On Friday I went down to Lancaster University for the Encyclopedia of Shakespeare’s Language Symposium. This was a launch event for the project and there were sessions on the new resources that the project is going to make available, specifically the Enhanced Shakespearean Corpus. This corpus consists of three parts. The ‘First Folio Plus’ is a corpus of the first folio of plays from 1623, plus a few extra plays. It has additional layers of annotation and tagging – tagging such as for part of speech and annotation such as social annotation (e.g. who was speaking to whom), gender and a social ranking. Part of speech was tagged using an adapted version of the CLAWS tagger and spelling variation was regularised using VARD2.

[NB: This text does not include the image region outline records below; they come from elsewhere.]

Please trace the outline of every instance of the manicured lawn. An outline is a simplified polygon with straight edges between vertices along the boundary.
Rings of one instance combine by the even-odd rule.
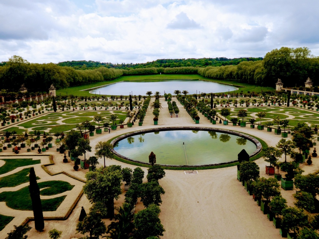
[[[0,174],[12,171],[18,167],[37,164],[41,163],[40,159],[33,160],[32,158],[2,159],[1,160],[5,162],[5,163],[0,167]]]
[[[38,184],[41,195],[53,195],[71,190],[74,186],[69,183],[60,181],[47,181]],[[41,189],[49,187],[41,190]],[[43,211],[55,211],[66,196],[41,200]],[[8,206],[18,210],[32,210],[32,206],[29,187],[25,187],[15,192],[0,193],[0,201],[5,201]]]
[[[0,177],[0,188],[9,187],[15,187],[25,183],[29,182],[30,168],[24,169],[15,173]],[[40,179],[37,177],[37,179]]]
[[[4,228],[6,225],[12,221],[12,219],[14,218],[14,217],[5,216],[0,214],[0,231]]]

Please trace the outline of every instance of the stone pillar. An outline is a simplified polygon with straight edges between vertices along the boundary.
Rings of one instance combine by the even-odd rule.
[[[281,88],[284,86],[284,84],[281,82],[281,80],[279,78],[278,81],[276,83],[276,91],[280,91],[281,90]]]

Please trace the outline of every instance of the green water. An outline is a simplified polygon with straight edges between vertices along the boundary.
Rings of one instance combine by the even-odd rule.
[[[237,160],[243,149],[249,155],[256,149],[252,142],[236,135],[194,130],[147,133],[124,139],[118,145],[115,150],[132,159],[148,163],[152,151],[157,163],[178,165],[229,162]]]

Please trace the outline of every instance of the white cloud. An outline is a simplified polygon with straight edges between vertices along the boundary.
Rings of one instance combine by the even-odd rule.
[[[0,62],[263,57],[284,46],[318,55],[318,8],[314,0],[11,0],[0,3]]]

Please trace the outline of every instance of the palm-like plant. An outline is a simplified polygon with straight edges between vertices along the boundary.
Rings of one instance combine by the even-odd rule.
[[[106,238],[108,239],[132,239],[134,225],[132,220],[133,215],[131,214],[132,206],[124,203],[122,206],[116,208],[118,213],[114,217],[114,221],[112,221],[108,227],[107,233],[109,234]]]
[[[189,92],[188,91],[187,91],[186,90],[183,91],[182,92],[182,93],[184,94],[184,96],[185,96],[185,97],[186,97],[186,95],[187,95],[189,93]]]

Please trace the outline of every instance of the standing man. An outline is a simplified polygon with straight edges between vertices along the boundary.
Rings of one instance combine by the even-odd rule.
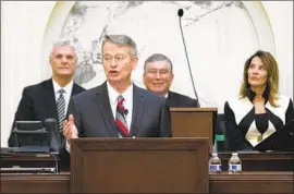
[[[145,61],[143,80],[148,90],[168,98],[169,107],[200,107],[198,99],[170,90],[173,81],[172,62],[162,53],[155,53]]]
[[[77,57],[70,40],[57,41],[49,60],[52,77],[23,89],[12,129],[15,128],[15,121],[45,121],[53,118],[58,121],[59,130],[62,131],[71,96],[85,90],[73,82]],[[9,146],[17,146],[12,133],[9,137]]]
[[[72,98],[63,126],[66,140],[172,136],[166,98],[137,87],[131,80],[137,61],[137,47],[130,37],[105,37],[102,63],[107,81]],[[70,151],[69,141],[66,149]]]

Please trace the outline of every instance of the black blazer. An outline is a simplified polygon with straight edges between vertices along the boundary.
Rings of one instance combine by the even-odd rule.
[[[130,136],[171,137],[171,118],[167,99],[136,85],[133,87],[133,117]],[[70,102],[69,113],[74,116],[78,136],[119,137],[108,96],[107,83],[74,96]],[[62,167],[70,166],[70,155],[60,151]]]
[[[84,90],[83,87],[74,83],[72,96]],[[53,118],[58,121],[56,95],[51,78],[23,89],[12,129],[15,126],[15,121],[45,121],[48,118]],[[12,134],[9,137],[9,146],[16,146]]]
[[[193,99],[179,93],[169,92],[169,107],[200,107],[198,99]]]

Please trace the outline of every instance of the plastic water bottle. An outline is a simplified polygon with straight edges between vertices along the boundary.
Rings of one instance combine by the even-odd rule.
[[[229,173],[241,173],[242,172],[242,161],[237,156],[237,153],[232,153],[232,157],[229,160]]]
[[[209,173],[221,173],[221,160],[218,157],[217,153],[212,153],[211,158],[209,159]]]

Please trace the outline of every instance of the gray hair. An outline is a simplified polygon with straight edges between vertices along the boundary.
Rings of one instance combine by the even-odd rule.
[[[154,53],[152,56],[148,57],[144,63],[144,71],[146,71],[146,68],[147,68],[146,64],[148,62],[157,62],[157,61],[167,61],[168,63],[170,63],[171,64],[171,73],[172,73],[172,62],[167,56],[164,56],[162,53]]]
[[[102,43],[102,48],[106,43],[111,43],[118,46],[126,46],[132,48],[132,56],[137,57],[136,43],[126,35],[106,35]]]
[[[64,47],[64,46],[71,46],[74,49],[74,53],[76,56],[76,48],[75,46],[72,44],[72,41],[70,39],[59,39],[57,41],[53,43],[53,47],[52,47],[52,51],[56,47]]]

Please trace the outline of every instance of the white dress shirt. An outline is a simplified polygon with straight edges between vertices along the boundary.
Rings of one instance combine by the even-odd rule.
[[[126,120],[126,124],[127,124],[127,130],[130,132],[131,123],[132,123],[132,116],[133,116],[133,83],[126,88],[126,90],[123,94],[118,93],[109,84],[109,82],[107,82],[107,89],[108,89],[109,102],[110,102],[113,119],[115,119],[117,106],[118,106],[118,97],[120,95],[123,96],[123,98],[124,98],[123,106],[127,110],[127,113],[125,116],[125,120]],[[71,153],[71,147],[70,147],[69,141],[66,141],[65,149],[69,153]]]
[[[52,83],[53,83],[53,89],[54,89],[54,95],[56,95],[56,101],[58,101],[58,98],[60,96],[59,90],[64,89],[64,93],[63,93],[64,100],[65,100],[65,111],[64,112],[66,114],[68,108],[69,108],[69,102],[70,102],[72,90],[73,90],[73,81],[71,81],[64,87],[61,87],[53,78],[52,78]]]
[[[115,119],[115,113],[117,113],[118,97],[120,95],[123,96],[123,98],[124,98],[123,106],[127,110],[127,113],[125,116],[125,121],[126,121],[126,124],[127,124],[127,130],[130,132],[131,123],[132,123],[132,116],[133,116],[133,83],[122,94],[118,93],[109,84],[109,82],[107,82],[107,89],[108,89],[108,96],[109,96],[109,102],[110,102],[110,106],[111,106],[111,111],[112,111],[112,114],[113,114],[114,119]]]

The second part is a corpus of comparative plays. This is a collection of plays by other authors from the same time period, which allows the comparison of Shakespeare’s language to that of his contemporaries. The ‘first folio’ has 38 plays from 1589-1613 while the comparative plays corpus has 46 plays from 1584-1626. Both are just over 1 million words in size and look at similar genres (comedy, tragedy, history) and a similar mixture of verse and prose.
The third part is the EEBO-TCP segment, which is about 300 million words over 5700 texts, which is about a quarter of EEBO. It doesn’t include Shakespeare’s texts but includes texts from five broad domains (literary, religious, administrative, instructional and informational) and many genres and allows researchers to tap into the meanings triggered in the minds of Elizabethan audiences.
The corpus uses CQPWeb, which was developed by Andrew Hardie at Lancaster, and who spoke about the resource at the event. As we use this software for some projects at Glasgow it was good to see it demonstrated and get some ideas as to how it is being used for this new project. There were also several short papers that demonstrated the sorts of research that can be undertaken using the new corpus and the software. It was an interesting event and I’m glad I attended it.
Also this week I engaged in several email discussions with DSL people about working with the DSL data, advised someone who is helping Thomas Clancy get his proposal together, scheduled an ArtsLab session on research data, provided the RNSN people with some information they need for some printed materials they’re preparing and spoke to Gerry McKeever about an interactive map he wants me to create for his project.